Jamf competes with cross-platform enterprise providers such as VMware (NYSE:VMW) or Microsoft’s Intune (NASDAQ:MSFT) and smaller companies like Addigy and Kandji. Apple is also showing interest in the device management space via its Business Essentials offering targeted at small and medium sized businesses.
As you can see below, Jamf's revenue growth has been very strong over the last year, growing from quarterly revenue of $70.4 million, to $95.6 million.
And unsurprisingly, this was another great quarter for Jamf with revenue up 35.8% year on year. On top of that, revenue increased $9.38 million quarter on quarter, a very strong improvement on the $5.07 million increase in Q2 2021, and a sign of re-acceleration of growth.
Analysts covering the company are expecting the revenues to grow 25.1% over the next twelve months, although estimates are likely to change post earnings.

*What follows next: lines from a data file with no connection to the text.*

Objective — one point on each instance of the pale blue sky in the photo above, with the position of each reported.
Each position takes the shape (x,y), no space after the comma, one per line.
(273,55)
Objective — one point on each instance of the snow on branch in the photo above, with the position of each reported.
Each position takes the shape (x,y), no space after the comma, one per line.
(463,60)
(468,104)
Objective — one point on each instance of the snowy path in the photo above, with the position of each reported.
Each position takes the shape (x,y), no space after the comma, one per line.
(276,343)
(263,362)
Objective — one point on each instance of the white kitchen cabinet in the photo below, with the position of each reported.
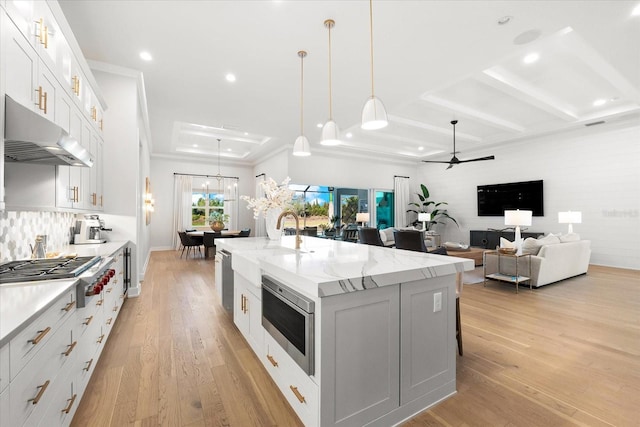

What makes the software as a service business so attractive is that once the software is developed, it typically shouldn't cost much to provide it as an ongoing service to customers. Jamf's gross profit margin, an important metric measuring how much money there is left after paying for servers, licenses, technical support and other necessary running expenses was at 72.3% in Q3.
That means that for every $1 in revenue the company had $0.72 left to spend on developing new products, marketing & sales and the general administrative overhead. Despite it going down over the last year, this is still around the lower average of what we typically see in SaaS businesses. Gross margin has a major impact on a company’s ability to invest in developing new products and sales & marketing, which may ultimately determine the winner in a competitive market so it is important to track.
Key Takeaways from Jamf's Q3 Results
With a market capitalization of $5.17 billion Jamf is among smaller companies, but its more than $227.1 million in cash and positive free cash flow over the last twelve months put it in a very strong position to invest in growth.
We enjoyed seeing Jamf’s impressive revenue growth this quarter. And we were also excited to see that it outperformed analysts' revenue expectations. On the other hand, it was less good to see the pretty significant deterioration in gross margin. Zooming out, we think this was still a decent, albeit mixed, quarter, showing the company is staying on target. The company is up 4.19% on the results and currently trades at $43 per share.
Is Now The Time?
When considering Jamf, investors should take into account its valuation and business qualities, as well as what happened in the latest quarter. We think Jamf is a good business. Its revenue growth has been strong. On top of that, its bountiful generation of free cash flow empowers it to invest in growth initiatives, and its efficient customer acquisition is better than many similar companies.
Jamf's price to sales ratio based on the next twelve months is 11.5x, suggesting that the market is expecting more moderate growth, relative to the hottest tech stocks. There is definitely a lot of things to like about Jamf and looking at the tech landscape right now, it seems that the company trades at a pretty interesting price point, although it is to be seen what Apple's new offering will mean for Jamf's business.
The Wall St analysts covering the company had a one year price target of $49.6 per share right before these results, implying that they saw upside in buying Jamf even in the short term.